Most of Julian's mentions of *Trinite* are unmodified, but the last one, *blissid Trinite*, comes close to *holy Trinite*. Still her choice of *blissid* in place of *holy* as the adjective suggests that "holy Trinite" was not a set phrase in her own mind.

An 1841 edition of [*Lyttleton, His Treatise of Tenures, in French and English*](https://books.google.com/books?id=_1i_opjDyWoC&pg=PR35&dq=%22trinite%22&hl=en&sa=X&ved=0ahUKEwiKpu3Y6fPOAhUE7mMKHfItD0w4FBDoAQhFMAc#v=onepage&q=%22trinite%22&f=false) includes in its introduction the text of Thomas Lyttleton's will (written not later than 1481), which includes this provision:

>Also I bequeth my gode littel mass book and gode vestment with the apparel to an auter of the same sorte of vestments which were my moder's, and also a gilt chalës, I geve them to the **blessed Trinitë**, to the use and occupation of my chapel of Frankley in honour of our said most **blessyd Trinitë**: inasmuch as the said chapel of the **blessyd Trinitë** and an aulter thereof is halowed in the worship of the said **blessyd Trinitë**, for to have masse songen there on **Trinitë Sunday** and other high festivals and other days to the pleasure and honour of our said most **blessyd Trinitë**.

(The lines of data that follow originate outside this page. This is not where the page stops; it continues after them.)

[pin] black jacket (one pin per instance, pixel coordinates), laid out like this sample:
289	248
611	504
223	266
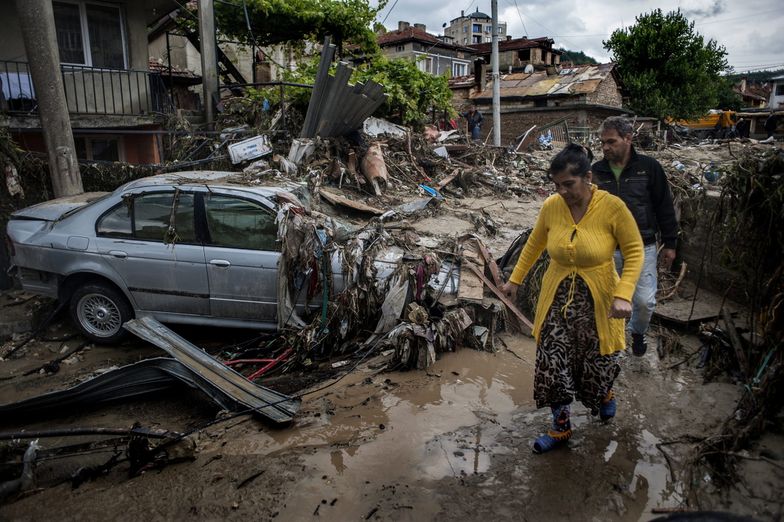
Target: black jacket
643	186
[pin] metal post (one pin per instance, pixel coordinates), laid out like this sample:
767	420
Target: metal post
168	60
36	18
209	57
496	79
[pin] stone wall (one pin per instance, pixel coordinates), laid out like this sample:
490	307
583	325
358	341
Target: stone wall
607	93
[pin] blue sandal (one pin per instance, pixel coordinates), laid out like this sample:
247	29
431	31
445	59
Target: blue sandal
608	408
559	434
551	440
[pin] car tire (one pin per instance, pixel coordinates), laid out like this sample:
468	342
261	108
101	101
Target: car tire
99	311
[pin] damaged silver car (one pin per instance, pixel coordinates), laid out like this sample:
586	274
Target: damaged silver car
182	248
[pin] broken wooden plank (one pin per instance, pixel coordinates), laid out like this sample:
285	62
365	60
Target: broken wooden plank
470	288
509	304
337	199
258	399
447	180
737	345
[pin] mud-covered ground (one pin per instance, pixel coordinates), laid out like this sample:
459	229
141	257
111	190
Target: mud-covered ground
453	442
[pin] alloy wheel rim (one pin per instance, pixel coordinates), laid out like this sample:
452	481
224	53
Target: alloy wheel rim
99	315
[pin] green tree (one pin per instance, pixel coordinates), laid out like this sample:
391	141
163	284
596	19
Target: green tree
727	98
576	57
279	21
667	67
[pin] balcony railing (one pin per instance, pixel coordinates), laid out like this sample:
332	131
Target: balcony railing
88	90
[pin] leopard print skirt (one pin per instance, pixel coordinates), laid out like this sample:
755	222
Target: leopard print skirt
568	363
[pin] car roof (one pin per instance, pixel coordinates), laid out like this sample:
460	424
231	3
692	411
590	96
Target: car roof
211	178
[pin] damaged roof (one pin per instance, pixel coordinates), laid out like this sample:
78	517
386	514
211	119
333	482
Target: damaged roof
582	79
417	35
515	45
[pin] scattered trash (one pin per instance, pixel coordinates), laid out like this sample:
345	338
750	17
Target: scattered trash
249	149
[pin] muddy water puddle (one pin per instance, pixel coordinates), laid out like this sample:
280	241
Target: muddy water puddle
401	428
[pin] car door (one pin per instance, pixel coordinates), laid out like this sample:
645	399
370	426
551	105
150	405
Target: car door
242	255
162	263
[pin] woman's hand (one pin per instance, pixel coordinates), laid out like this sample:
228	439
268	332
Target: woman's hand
509	289
620	309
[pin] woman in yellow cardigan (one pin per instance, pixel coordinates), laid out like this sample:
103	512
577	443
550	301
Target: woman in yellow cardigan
579	322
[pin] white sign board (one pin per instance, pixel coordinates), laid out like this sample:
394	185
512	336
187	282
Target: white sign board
249	149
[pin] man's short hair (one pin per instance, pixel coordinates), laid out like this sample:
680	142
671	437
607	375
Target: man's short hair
617	123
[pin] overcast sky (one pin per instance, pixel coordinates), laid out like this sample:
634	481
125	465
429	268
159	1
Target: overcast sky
750	30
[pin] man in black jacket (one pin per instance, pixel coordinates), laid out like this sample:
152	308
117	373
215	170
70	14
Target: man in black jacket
642	184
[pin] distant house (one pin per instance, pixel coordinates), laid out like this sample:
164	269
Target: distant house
753	95
583	96
116	103
515	54
475	28
432	54
777	93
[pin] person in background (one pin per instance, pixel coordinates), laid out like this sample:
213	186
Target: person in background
579	320
771	123
641	183
474	119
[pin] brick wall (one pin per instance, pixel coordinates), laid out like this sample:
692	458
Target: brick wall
515	122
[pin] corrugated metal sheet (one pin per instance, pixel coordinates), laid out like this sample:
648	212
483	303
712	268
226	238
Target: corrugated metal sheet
573	81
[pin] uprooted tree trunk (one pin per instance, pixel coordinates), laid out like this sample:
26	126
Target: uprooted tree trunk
374	168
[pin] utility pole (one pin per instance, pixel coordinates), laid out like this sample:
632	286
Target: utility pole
36	18
496	78
209	57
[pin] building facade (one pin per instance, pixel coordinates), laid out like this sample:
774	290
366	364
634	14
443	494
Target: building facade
432	54
114	101
475	28
515	54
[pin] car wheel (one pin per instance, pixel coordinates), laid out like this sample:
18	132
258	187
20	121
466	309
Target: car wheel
99	311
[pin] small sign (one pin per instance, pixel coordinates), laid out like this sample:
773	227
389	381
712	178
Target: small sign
249	149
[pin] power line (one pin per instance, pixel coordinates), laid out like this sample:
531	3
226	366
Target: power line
388	12
521	17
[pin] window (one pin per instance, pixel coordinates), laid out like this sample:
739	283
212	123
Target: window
238	223
90	34
98	148
425	64
148	216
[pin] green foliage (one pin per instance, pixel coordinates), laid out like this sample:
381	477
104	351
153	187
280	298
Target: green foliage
411	93
279	21
576	57
667	67
727	97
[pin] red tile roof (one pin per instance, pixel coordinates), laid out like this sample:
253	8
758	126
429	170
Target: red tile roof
414	34
513	45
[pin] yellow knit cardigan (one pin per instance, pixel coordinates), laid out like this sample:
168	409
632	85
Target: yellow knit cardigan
586	249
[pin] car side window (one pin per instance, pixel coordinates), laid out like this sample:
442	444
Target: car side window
147	217
239	223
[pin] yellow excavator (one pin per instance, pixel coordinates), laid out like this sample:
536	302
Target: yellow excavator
715	124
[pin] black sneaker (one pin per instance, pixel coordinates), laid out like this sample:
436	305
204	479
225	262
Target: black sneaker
639	345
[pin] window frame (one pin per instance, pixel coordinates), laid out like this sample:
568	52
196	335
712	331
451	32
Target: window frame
197	201
207	237
88	56
88	145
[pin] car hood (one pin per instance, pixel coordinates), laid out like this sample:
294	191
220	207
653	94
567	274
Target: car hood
55	209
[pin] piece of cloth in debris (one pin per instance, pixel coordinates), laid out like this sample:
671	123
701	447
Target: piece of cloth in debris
568	363
585	249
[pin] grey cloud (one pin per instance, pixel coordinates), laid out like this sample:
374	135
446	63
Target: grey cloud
718	7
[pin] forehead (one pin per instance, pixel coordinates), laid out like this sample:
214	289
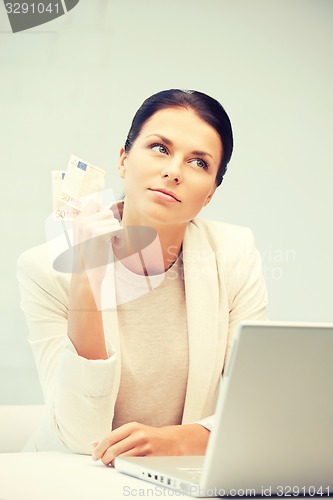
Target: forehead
183	124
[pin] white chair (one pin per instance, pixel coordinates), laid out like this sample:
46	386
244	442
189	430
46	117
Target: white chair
17	424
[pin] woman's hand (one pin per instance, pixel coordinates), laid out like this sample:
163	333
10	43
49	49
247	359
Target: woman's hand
135	439
93	230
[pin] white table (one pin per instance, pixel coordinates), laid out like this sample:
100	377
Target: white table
66	476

This is Julian of Norwich's preferred phrase with a vengeance (especially as Lyttleton charges that the Lord of Frankley must meet the terms of this bequest and obligation "as he will answer to the blessed Trinitë").

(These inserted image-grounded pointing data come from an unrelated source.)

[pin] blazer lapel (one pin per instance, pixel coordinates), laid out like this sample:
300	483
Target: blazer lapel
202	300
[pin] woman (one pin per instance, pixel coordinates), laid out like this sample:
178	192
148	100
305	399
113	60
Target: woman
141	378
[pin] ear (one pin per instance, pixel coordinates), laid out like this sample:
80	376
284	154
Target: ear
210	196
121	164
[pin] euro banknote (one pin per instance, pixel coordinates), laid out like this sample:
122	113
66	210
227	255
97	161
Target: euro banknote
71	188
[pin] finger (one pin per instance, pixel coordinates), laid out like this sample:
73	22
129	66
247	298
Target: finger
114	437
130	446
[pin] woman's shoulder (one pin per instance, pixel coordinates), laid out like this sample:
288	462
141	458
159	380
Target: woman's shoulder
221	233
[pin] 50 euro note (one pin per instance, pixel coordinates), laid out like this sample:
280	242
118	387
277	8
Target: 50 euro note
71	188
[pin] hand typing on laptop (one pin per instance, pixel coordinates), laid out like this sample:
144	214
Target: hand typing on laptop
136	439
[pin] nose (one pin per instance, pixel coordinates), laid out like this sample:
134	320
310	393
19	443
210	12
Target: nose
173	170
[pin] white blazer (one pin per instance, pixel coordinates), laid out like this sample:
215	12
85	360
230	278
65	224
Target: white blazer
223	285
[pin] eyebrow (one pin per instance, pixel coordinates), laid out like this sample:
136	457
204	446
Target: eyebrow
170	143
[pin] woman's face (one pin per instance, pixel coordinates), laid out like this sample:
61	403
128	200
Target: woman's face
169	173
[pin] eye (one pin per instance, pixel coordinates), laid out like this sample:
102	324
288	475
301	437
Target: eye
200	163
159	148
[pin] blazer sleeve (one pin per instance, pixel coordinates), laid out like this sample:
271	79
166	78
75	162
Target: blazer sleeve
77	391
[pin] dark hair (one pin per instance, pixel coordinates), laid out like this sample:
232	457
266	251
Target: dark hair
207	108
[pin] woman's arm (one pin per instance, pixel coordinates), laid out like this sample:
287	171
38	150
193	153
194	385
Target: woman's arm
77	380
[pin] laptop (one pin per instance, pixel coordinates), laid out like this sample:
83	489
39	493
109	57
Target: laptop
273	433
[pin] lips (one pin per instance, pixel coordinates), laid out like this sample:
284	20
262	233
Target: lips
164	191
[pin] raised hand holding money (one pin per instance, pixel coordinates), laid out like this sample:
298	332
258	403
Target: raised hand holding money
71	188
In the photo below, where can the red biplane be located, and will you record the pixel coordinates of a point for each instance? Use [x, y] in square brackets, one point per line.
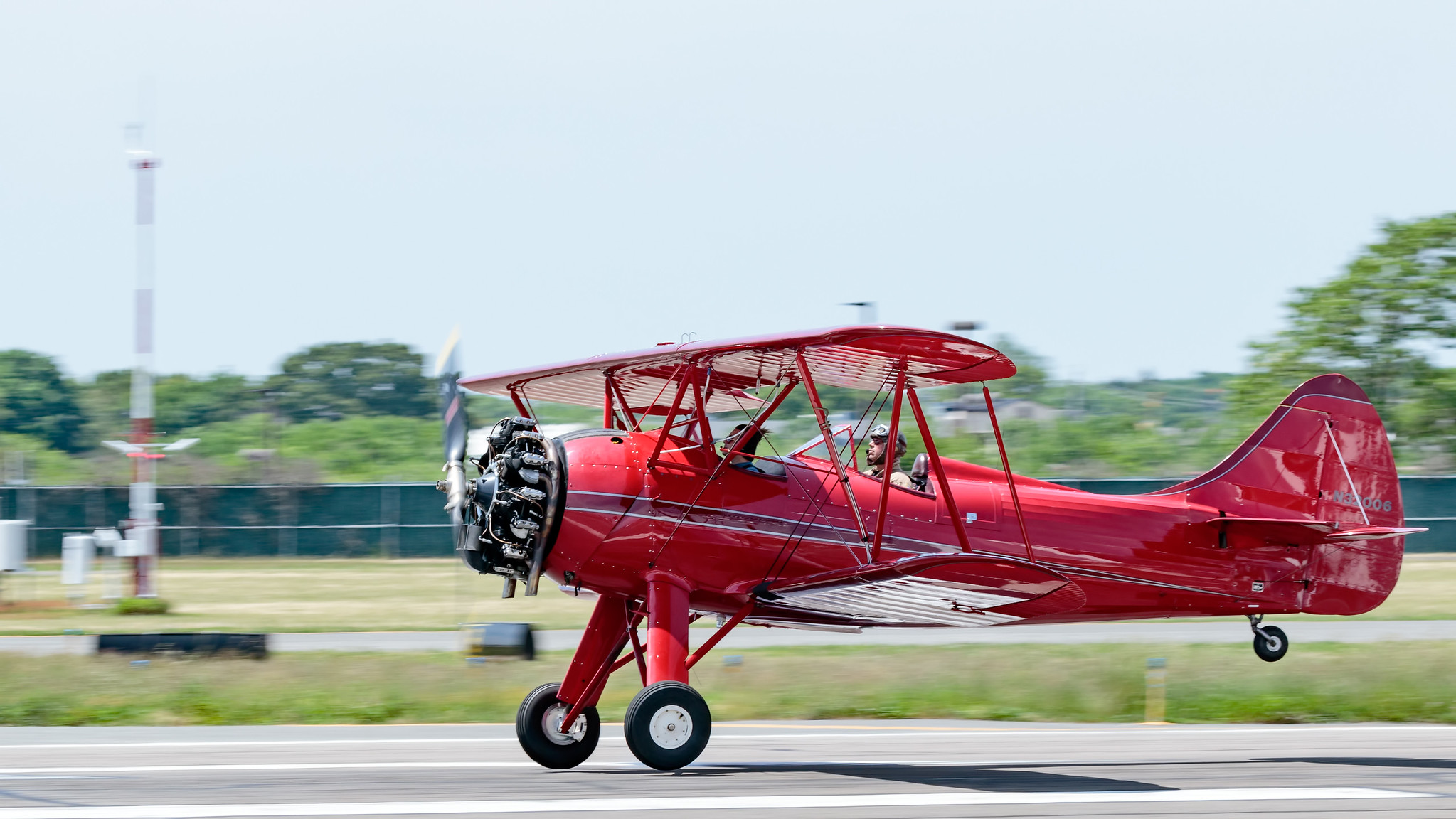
[664, 524]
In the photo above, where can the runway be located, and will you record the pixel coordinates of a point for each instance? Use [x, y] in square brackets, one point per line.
[1222, 631]
[750, 770]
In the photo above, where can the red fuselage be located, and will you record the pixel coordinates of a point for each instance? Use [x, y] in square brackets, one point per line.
[1132, 556]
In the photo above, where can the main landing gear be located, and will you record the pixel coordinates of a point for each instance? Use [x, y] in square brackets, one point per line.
[1270, 642]
[667, 723]
[543, 737]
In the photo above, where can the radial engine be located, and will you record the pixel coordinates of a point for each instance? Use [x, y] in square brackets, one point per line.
[510, 511]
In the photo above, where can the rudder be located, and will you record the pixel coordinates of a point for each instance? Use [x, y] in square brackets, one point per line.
[1321, 456]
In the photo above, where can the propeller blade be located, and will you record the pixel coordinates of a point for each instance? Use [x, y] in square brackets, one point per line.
[456, 425]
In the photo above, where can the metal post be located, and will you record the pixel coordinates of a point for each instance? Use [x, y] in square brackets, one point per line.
[389, 515]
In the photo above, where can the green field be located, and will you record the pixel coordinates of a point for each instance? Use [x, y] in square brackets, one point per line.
[1315, 682]
[404, 595]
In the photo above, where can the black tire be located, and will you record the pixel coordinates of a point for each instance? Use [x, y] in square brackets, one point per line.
[542, 742]
[1273, 645]
[656, 725]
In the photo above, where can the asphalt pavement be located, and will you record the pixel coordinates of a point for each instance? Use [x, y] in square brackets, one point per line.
[1229, 631]
[750, 770]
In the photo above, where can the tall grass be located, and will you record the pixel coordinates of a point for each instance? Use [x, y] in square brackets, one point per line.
[1315, 682]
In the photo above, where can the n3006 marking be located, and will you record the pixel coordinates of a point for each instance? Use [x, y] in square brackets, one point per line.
[1351, 499]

However, a search of the Early English Text Society's collection, [*Songs, Carols, and Other Miscellaneous Poems, from the Balliol Ms. 354, Richard Hill's Commonplace-book*](https://books.google.com/books?id=JSVLAQAAMAAJ&pg=PA28&dq=%22trinite%22&hl=en&sa=X&ved=0ahUKEwiKpu3Y6fPOAhUE7mMKHfItD0w4FBDoAQgqMAI#v=onepage&q=%22holy%22&f=false) (1907), whose contents Hill gradually collected over the period 1508–1536, finds one crucial match. Searches within the book yield 43 pages matches for *holy* and 12 pages with matches for *Trinite* [or *trinite* or Trynite]—and one pair is in combination:

>**Vnto the Trinite.**

>**Holy Trynite**, blessed & eterne,

>Ever regnyng *in* p*ar*fight vnite,

>Whose power, Lord, no thynk may deserne,

>Ne þe joyes no*m*bre of thy dignite,

>Thy grace eu*er* in eche necessite

>Be my ocowr, my fawt*is* to redresse,

>& w*i*t*h* thyn hond, Lord, eu*er*y day me blesse!  

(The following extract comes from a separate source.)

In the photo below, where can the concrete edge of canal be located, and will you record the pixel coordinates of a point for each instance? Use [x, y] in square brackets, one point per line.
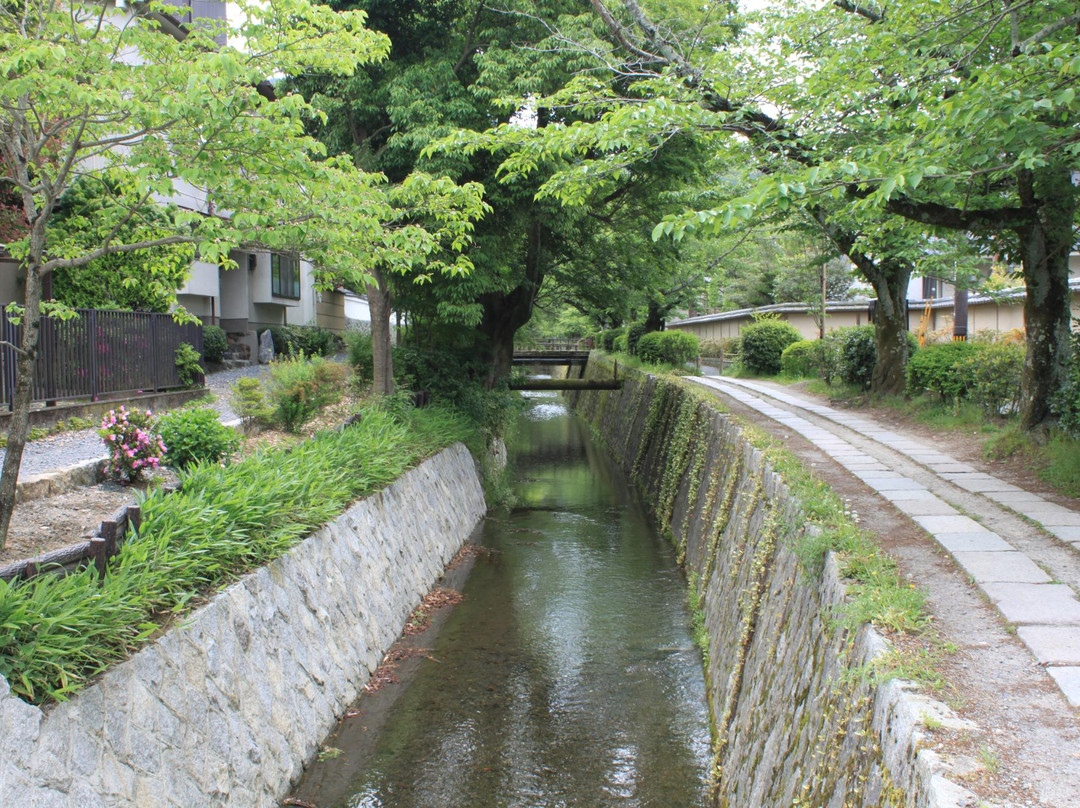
[226, 708]
[797, 719]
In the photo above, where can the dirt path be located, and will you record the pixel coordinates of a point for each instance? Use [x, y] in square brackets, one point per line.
[1026, 750]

Google Books is very poor and finding matches from before the late 1500s, owing to the relative scarcity of early books in its database and to OCR problems with early English fonts. So there are surely some and perhaps many earlier instances of *Holy Trinity* in published English than the earliest one it finds (from no later than 1536). But there is at least some reason to doubt that *Holy Trinity* was already in widespread use in England as *holy Trinite* in the late medieval period, as well as some reason to suppose that during the period 1390–1490 the wording *blessed* [or *blissid*] *Trinite* may have been in more common use.